Ma, ed ecco la vera novità, il Francesconi cercava di far crescere i propri giocatori per venderli sull'iniziato mercato dei cartellini giovanili che cominciava così a mettere le basi della mercificazione di questo sport che oggi, anche con l'arrivo degli sceicchi, tutti leggiamo con cifre sbalorditive. Ma ci sono altri due aspetti di cui non si non parlare a proposito di questa ultima fatica di Paolo Dapporto.
Mi riferisco prima di tutto all'arrivo, prepotente, dell'amore nella vita del protagonista di questo romanzo. Un arrivo dell'amore, potremmo dire, a modo suo, da una brutta disgrazia che richiederà, come Paolo ci dimostra con mano lieve ma efficace, tanta voglia di amare e di dare all'altra. Se poi ne sarà ripagato lo lascio alla curiosità del lettore che, in poche ore, sarà trascinato fino alla fine di questo romanzo che, fatto di una scrittura semplice e chiara e di sentimenti della vita di tutti noi, non si fa lasciare senza aver chiuso tutti i fili che l'autore ha ordito.

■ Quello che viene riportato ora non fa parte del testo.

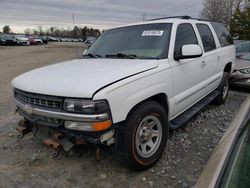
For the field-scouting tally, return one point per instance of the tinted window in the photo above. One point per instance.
(243, 47)
(222, 34)
(206, 37)
(149, 41)
(185, 35)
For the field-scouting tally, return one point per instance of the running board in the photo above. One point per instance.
(186, 116)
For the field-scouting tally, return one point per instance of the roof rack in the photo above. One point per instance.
(180, 17)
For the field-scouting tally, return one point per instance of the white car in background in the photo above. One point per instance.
(22, 40)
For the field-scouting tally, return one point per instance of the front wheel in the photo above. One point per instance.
(144, 136)
(223, 89)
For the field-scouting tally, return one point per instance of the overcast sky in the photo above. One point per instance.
(102, 14)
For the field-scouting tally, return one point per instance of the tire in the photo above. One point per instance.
(143, 137)
(223, 89)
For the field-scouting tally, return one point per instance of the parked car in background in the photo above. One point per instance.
(44, 39)
(6, 39)
(34, 40)
(242, 48)
(53, 39)
(22, 40)
(241, 75)
(229, 165)
(237, 41)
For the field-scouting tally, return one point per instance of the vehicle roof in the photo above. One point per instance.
(243, 41)
(165, 20)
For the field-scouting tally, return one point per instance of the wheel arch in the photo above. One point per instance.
(160, 98)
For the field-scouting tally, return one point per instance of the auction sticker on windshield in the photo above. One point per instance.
(152, 33)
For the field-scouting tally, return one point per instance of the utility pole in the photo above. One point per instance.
(73, 19)
(143, 17)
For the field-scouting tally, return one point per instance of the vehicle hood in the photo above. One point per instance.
(241, 64)
(80, 77)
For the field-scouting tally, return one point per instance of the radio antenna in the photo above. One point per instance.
(73, 19)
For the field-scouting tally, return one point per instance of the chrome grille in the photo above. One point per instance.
(38, 100)
(47, 119)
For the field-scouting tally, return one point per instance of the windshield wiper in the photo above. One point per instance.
(91, 55)
(122, 55)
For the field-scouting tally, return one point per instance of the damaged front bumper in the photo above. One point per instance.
(45, 124)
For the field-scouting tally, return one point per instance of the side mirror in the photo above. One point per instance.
(189, 51)
(84, 52)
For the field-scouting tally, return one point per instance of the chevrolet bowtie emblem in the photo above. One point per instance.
(28, 108)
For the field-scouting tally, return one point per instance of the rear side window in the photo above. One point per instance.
(223, 34)
(206, 37)
(185, 35)
(243, 47)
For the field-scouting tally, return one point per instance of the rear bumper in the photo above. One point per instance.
(240, 80)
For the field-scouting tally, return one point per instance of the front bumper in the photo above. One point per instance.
(61, 115)
(53, 121)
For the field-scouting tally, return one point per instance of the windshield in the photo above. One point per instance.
(245, 57)
(149, 41)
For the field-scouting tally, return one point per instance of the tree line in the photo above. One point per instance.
(234, 14)
(76, 32)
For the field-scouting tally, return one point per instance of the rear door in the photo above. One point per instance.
(211, 57)
(188, 74)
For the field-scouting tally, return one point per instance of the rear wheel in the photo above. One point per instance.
(223, 89)
(143, 138)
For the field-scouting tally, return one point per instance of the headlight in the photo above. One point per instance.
(245, 71)
(85, 106)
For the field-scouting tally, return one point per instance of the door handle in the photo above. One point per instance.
(203, 64)
(218, 58)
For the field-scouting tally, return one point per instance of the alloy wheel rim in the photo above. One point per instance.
(148, 136)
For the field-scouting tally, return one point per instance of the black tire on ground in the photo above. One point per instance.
(223, 89)
(135, 133)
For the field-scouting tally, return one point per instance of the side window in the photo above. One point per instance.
(244, 47)
(222, 34)
(184, 35)
(206, 37)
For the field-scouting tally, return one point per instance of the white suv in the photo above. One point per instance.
(134, 84)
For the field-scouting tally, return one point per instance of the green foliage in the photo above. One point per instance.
(240, 24)
(6, 29)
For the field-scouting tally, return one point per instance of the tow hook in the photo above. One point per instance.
(23, 128)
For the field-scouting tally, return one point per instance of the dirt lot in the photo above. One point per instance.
(27, 162)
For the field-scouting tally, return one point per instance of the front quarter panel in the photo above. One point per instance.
(125, 94)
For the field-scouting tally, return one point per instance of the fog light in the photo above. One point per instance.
(83, 126)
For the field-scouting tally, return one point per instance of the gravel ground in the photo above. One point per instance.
(27, 163)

E tra questi fili, questa volta ce ne è uno particolare, un vero e proprio giallo che chiama in causa due rappresentanti delle forze dell'ordine, il commissario Sergio Donnini, una sorta di tenente Colombo ante litteram, che si appiccicava ai presunti colpevoli fino a quando, cadendo loro in contraddizione, li trascinava verso il tribunale. Ma la figura che più risalta in questa parte del libro è senz'altro l'ispettore Gaetano d'Amore il quale, pur sottoposto al Donnini e da questi prendendo gli ordini, interpreta a modo suo la sua funzione di ricerca sul campo degli indizi, finendo per essere lui a tirare le fila delle indagini.
Naturalmente senza darlo a vedere! Il giallo, per non dire altro, finirà per chiamare in causa anche quel Francesconi che a certo punto sparisce dalla scena, cioè da Rifredi e sarà compito dei poliziotti farci sapere che cosa è successo.
Naturalmente Paolo Dapporto, da buon praticante del genere, ci scodellerà una conclusione della vicenda che, come nella migliore tradizione, lascerà a bocca aperta il fedele lettore e lo aiuterà a capire perché questa volta Paolo abbia trovato un titolo così inusuale al suo lavoro di scrittore...
Si chiude così anche questo ennesimo libro di Paolo, grati di averci ancora una volta fatto toccare con mano un pezzo di storia della nostra città. Un quartiere dove sono senz'altro cresciuti molti dei valori e dei sentimenti di quel popolo "viola", che tuttora resiste alla brutale mercificazione del suo sport preferito e dove, nonostante le notevoli mutazioni urbanistiche intervenute in questi lunghi anni (a cominciare dallo spostamento della gloriosa Galileo!), continua tuttavia a battere un cuore che spera ancora che ci si possa incontrare e vivere bene insieme nelle strade e nei circoli del proprio rione. Allora Grazie Paolo e, senza alcun dubbio, alla prossima!